1. When taking the average accuracy for all the autoencoders, the models with a threshold of 0.2 and 0.5 have a significantly higher average accuracy than the models with a threshold of 0.1. While the average accuracy of the models with a threshold of 0.5 is slightly higher than the models with a threshold of 0.2, the best model had a threshold of 0.2. This was because a moderatively conservative threshold such as 0.2 balances the likelihood of the model classifying false positives and false negatives.

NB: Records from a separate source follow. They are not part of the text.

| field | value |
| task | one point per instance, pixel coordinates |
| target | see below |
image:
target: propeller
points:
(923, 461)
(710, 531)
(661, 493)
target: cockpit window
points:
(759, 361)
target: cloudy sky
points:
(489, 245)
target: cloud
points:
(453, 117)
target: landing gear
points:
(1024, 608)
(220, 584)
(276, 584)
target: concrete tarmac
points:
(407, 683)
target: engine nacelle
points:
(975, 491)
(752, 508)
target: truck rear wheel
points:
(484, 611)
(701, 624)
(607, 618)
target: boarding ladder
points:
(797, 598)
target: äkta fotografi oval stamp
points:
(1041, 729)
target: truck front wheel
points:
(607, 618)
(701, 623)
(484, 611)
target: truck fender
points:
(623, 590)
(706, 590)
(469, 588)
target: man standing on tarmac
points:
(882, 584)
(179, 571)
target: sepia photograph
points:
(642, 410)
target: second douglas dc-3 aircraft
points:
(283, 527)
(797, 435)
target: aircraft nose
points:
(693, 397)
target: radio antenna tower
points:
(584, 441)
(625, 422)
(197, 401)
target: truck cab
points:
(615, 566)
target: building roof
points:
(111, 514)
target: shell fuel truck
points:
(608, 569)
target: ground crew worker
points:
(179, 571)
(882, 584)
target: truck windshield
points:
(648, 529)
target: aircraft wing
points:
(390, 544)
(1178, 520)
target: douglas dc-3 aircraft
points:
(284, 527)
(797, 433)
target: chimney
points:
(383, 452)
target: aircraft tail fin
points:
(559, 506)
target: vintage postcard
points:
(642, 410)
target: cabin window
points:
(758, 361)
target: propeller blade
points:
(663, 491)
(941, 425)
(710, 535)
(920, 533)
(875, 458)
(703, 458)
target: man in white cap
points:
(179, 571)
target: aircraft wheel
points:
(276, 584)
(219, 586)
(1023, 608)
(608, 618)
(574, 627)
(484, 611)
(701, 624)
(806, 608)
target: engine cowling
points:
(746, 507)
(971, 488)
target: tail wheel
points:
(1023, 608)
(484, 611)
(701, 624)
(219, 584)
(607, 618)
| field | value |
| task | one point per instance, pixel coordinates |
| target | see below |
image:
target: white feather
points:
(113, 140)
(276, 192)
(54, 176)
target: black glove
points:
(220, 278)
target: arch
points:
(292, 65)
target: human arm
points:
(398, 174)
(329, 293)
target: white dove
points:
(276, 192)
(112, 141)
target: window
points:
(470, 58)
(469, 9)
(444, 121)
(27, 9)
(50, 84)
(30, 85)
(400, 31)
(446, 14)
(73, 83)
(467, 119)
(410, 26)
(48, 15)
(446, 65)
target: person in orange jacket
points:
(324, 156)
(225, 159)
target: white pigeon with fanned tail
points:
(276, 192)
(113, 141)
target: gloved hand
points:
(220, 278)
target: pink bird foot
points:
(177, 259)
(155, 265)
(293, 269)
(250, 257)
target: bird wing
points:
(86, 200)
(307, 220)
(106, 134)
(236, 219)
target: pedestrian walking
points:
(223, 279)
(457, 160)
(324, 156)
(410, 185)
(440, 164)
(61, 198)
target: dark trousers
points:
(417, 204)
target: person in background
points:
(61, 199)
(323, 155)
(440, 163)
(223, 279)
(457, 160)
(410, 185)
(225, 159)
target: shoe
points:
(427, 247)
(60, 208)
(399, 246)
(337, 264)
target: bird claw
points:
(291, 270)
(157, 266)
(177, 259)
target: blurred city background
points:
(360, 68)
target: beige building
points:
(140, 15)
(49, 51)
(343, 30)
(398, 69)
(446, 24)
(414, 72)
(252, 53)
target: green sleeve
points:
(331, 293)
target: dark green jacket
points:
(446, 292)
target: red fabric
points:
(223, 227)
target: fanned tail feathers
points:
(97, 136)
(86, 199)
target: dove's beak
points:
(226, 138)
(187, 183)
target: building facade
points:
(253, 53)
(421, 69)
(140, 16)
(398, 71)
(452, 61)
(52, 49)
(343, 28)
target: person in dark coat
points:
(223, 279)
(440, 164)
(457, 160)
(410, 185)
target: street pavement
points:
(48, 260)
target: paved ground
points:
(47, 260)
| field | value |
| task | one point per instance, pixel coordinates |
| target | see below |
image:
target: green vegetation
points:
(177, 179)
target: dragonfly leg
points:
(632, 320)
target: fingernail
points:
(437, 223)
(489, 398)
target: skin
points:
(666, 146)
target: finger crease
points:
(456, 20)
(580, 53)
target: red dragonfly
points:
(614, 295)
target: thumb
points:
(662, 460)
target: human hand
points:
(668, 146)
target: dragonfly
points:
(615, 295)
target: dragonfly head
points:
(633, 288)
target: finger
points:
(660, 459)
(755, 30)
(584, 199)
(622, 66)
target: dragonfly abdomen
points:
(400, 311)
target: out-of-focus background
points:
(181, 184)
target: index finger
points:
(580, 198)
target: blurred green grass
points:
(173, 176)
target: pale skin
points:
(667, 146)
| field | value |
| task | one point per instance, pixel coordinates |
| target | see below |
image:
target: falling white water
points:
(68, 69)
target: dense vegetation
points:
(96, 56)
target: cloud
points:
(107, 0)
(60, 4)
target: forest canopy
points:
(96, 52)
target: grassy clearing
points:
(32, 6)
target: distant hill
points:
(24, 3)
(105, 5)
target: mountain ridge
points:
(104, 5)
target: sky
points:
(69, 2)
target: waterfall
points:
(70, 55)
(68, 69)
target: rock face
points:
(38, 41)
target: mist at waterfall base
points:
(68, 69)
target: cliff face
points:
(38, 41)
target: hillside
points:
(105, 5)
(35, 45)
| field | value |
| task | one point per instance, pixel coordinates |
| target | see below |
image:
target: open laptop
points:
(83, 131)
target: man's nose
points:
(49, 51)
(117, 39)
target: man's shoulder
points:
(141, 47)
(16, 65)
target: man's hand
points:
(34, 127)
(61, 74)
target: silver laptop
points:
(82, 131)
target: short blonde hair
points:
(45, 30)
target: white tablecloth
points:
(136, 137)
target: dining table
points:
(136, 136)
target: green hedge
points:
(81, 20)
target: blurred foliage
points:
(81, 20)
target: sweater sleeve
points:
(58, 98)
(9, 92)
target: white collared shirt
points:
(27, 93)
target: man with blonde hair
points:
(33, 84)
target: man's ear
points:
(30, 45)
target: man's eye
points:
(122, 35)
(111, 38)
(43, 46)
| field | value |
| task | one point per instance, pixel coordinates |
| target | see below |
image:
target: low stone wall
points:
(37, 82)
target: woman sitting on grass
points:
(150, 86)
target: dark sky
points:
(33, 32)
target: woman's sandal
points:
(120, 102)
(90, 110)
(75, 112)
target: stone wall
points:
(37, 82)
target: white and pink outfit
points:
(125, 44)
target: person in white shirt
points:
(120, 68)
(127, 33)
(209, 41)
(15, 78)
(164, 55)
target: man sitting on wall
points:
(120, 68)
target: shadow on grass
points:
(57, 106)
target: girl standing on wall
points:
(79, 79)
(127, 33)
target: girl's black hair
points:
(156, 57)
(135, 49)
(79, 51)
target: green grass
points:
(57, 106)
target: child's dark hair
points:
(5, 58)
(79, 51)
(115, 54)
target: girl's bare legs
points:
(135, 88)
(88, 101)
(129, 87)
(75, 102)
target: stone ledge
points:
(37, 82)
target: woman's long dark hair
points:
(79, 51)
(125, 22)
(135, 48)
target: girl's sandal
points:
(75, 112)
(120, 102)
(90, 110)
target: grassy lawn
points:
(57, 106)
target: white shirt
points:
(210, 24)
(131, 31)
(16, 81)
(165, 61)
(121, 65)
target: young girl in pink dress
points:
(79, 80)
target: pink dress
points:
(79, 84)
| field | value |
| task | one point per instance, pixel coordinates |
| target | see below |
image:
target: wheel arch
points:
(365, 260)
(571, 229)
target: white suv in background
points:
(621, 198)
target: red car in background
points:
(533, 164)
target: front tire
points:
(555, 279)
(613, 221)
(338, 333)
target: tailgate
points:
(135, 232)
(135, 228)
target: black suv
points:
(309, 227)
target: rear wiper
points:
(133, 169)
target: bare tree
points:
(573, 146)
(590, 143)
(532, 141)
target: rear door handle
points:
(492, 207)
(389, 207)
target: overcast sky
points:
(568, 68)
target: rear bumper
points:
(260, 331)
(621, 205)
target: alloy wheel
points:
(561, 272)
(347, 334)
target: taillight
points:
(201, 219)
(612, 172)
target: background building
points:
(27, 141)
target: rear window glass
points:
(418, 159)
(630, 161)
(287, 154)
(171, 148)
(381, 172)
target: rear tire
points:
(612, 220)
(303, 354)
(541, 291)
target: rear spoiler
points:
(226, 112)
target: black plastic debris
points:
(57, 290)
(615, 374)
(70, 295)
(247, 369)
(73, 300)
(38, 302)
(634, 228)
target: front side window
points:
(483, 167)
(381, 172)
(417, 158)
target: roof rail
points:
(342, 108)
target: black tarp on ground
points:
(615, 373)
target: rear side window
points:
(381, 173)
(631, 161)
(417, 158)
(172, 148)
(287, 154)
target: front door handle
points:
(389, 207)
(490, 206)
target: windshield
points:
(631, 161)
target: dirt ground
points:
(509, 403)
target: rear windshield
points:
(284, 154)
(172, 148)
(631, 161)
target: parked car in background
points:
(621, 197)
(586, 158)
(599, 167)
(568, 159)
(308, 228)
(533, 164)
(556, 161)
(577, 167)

A less conservative threshold such as 0.1 will result in the model classifying too many legitimate credit card transactions as fraudulent (false positives).

In [30]:
results_df['layers_str'] = results_df['layers'].apply(str)
results_df.groupby('layers_str')['accuracy'].mean()

layers_str
[29, 20, 15]    0.693259
[29, 20]        0.702913
Name: accuracy, dtype: float64

2. On average, the shallow autoencoder with two hidden layers, one in the encoder and decoder respectively, had a higher average accuracy score compared to the deeper autoencoder. The best performing model also had only two hidden layers. Since the model has fewer parameters and layers, the autoencoder is less likely to overfit. Moreover, the dataset used might not require complex feature extraction or dimensional reductionability so a simpler model was able to achieve better results.

In [31]:
results_df.groupby('latent_dim')['accuracy'].mean()

latent_dim
5     0.690888
10    0.705285
Name: accuracy, dtype: float64

3. A latent space of 10 resulted in a higher average accuracy compared to a latent space of 5. For the dataset used in the context of anomaly detection, the data may be better represented in 10 dimensions compared to being overcompressed in 5 dimensions. Moreover, less information is lost when the autoencoder compresses the data from 20 or 15 dimensions to 10 dimensions as compared to when the data is compressed directly to 5 dimensions before it is subsequently reconstructed.